Weight gain with dolutegravir-based ART in Nigerian cohort
Polly Clayden, HIV i-Base
ART-experienced adult participants, experiencing side effects or showing signs of contraindications with NNRTIs, who switched to tenofovir disoproxil fumarate/lamivudine/dolutegravir ( TDF/3TC/DTG; TLD), at three pilot sites in Nigeria were enrolled – starting July 2017. Those who completed 24 months of treatment with TLD by end of March 2020 were included in the analysis.
The study was originally designed to evaluate the acceptability (including side effects) of TLD among early adopters at 2, 6 and 12 months from time of switch. Acceptability of the new regimen was very high: 100% of participants said that they preferred TLD to their previous ART. Increase in appetite was reported more frequently than other side effects in the survey at: 2 months, 20%; 6 months, 19%; and 12 months, 15%.
This reported change in appetite (presumably plus reports of weight gain with DTG elsewhere) led the investigators to continue follow up of the participants beyond the original acceptability study and analyse weight gain more closely.
They looked at weight and BMI changes 6-monthly up to 24 months since switch, using generalised, estimated equations, adjusted for gender, age, baseline weight and facility clustering.
There were 271 participants in the acceptability study. Of these, 206 (76%) were ART-experienced and had weight and BMI data at baseline and at least one other time point.
Sixty-four per cent, were women, median age 47 years, 62% had a normal baseline BMI (median 22.9 kg/m2) and median weight of 61.7 kg; only 38 (23%) and 12 (7%) were overweight and obese at baseline.

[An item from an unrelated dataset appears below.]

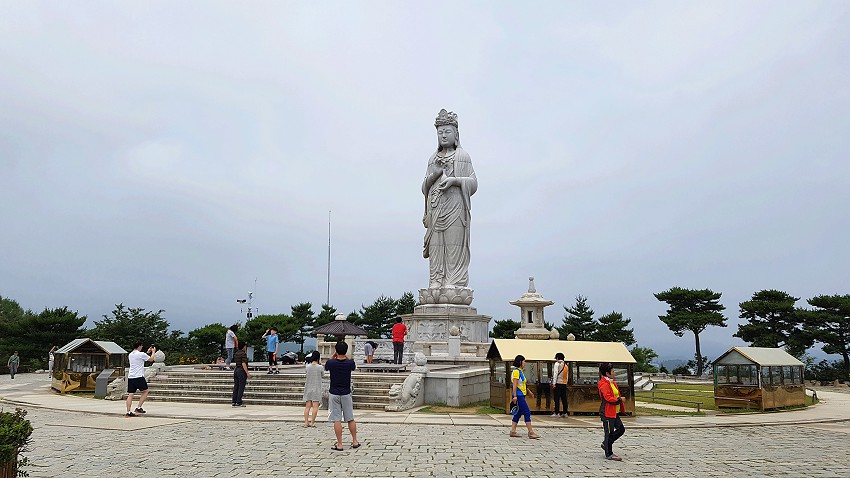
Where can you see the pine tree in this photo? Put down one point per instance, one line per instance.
(773, 321)
(578, 321)
(405, 304)
(692, 310)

The majority (95%, n=130) were virally suppressed time of switch.
Overall there was a steady increase in the proportion of participants that gained 10% of baseline weight since switching, this proportion increased from 28% to 31% between 18 and 24 months, with a levelling off at 24 months. (All comparisons between time points p<0.01)
For participants with normal BMI at baseline there was a statistically significant increase in per cent of weight at 6, 12 and 18 months, followed by a decrease between 18 and 24 months. (All comparisons p<0.01)

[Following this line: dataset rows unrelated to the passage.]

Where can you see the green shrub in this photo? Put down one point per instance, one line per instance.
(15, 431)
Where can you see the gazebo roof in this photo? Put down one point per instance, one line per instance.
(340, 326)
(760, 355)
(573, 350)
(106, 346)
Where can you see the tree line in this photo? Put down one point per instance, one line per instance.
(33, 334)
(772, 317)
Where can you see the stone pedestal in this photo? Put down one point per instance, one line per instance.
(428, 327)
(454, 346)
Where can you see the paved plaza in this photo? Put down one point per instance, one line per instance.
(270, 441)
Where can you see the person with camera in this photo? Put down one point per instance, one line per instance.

Among overweight/obese participants there was no statistically significant increase until 18 months and then the proportion with weight gain started to increase. But this was a very small sample size.

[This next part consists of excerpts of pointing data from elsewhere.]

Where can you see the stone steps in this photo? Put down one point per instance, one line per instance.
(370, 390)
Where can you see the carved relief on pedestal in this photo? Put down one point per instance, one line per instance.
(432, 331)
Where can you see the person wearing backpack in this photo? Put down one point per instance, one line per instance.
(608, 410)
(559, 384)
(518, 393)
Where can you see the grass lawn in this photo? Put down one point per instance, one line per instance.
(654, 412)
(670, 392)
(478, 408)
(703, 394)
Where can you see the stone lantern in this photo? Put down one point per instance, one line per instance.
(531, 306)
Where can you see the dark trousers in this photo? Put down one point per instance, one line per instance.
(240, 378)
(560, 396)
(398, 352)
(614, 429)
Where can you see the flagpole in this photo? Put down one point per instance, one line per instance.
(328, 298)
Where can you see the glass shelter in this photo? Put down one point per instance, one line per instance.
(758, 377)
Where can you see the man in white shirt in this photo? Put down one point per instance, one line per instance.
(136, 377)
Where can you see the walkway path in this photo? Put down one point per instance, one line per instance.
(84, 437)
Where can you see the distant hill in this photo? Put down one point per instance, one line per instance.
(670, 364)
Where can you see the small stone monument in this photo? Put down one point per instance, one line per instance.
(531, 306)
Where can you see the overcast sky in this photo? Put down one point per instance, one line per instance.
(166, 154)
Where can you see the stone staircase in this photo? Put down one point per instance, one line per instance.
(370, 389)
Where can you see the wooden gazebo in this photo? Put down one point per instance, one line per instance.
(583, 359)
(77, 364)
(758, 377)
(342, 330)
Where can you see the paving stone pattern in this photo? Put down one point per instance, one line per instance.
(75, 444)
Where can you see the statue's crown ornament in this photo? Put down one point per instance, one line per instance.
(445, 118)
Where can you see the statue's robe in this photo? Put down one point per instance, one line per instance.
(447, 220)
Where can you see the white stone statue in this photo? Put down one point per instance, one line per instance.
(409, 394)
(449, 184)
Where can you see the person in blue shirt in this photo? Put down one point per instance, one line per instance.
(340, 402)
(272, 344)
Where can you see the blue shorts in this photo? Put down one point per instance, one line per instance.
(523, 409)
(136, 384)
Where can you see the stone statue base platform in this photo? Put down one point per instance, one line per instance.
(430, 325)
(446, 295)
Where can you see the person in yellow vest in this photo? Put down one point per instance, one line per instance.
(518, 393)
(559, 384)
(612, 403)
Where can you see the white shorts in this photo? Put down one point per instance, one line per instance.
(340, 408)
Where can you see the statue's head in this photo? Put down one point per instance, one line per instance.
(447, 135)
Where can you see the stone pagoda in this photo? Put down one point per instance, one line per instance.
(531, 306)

Adjusted analyses did not find women more likely to have 10% or more weight gain (OR very close to 1). Younger participants (25 to <45 years) and older (55+ years) were more likely to have 10% or more weight gain compared to the 45 to <55 years age group.
There were many limitations to this study, which were listed at the end of the presentation.
It was not a controlled trial nor was it initially designed to look at weight change, so it was underpowered to do so. There was also a lot of missing data and no consistency as to exactly how weight was measured – time of day, clothing etc.
The investigators also noted that not all participants (82%) had weights consistently documented, so there is potential for bias where weight is recorded in people who report weight change.
So although these findings are in some ways quite similar to that in other African studies, both large RCTs with week 96 data (ADVANCE and NAMSAL) do not report a levelling off and do find weight gain more likely among women.
Campbell J et al. Weight gain plateaus at 24-months follow-up for ART-experienced patients that switched to dolutegravir in a Nigerian early adopter cohort. HIV Glasgow – virtual. 5–8 October 2020. Oral abstract O112.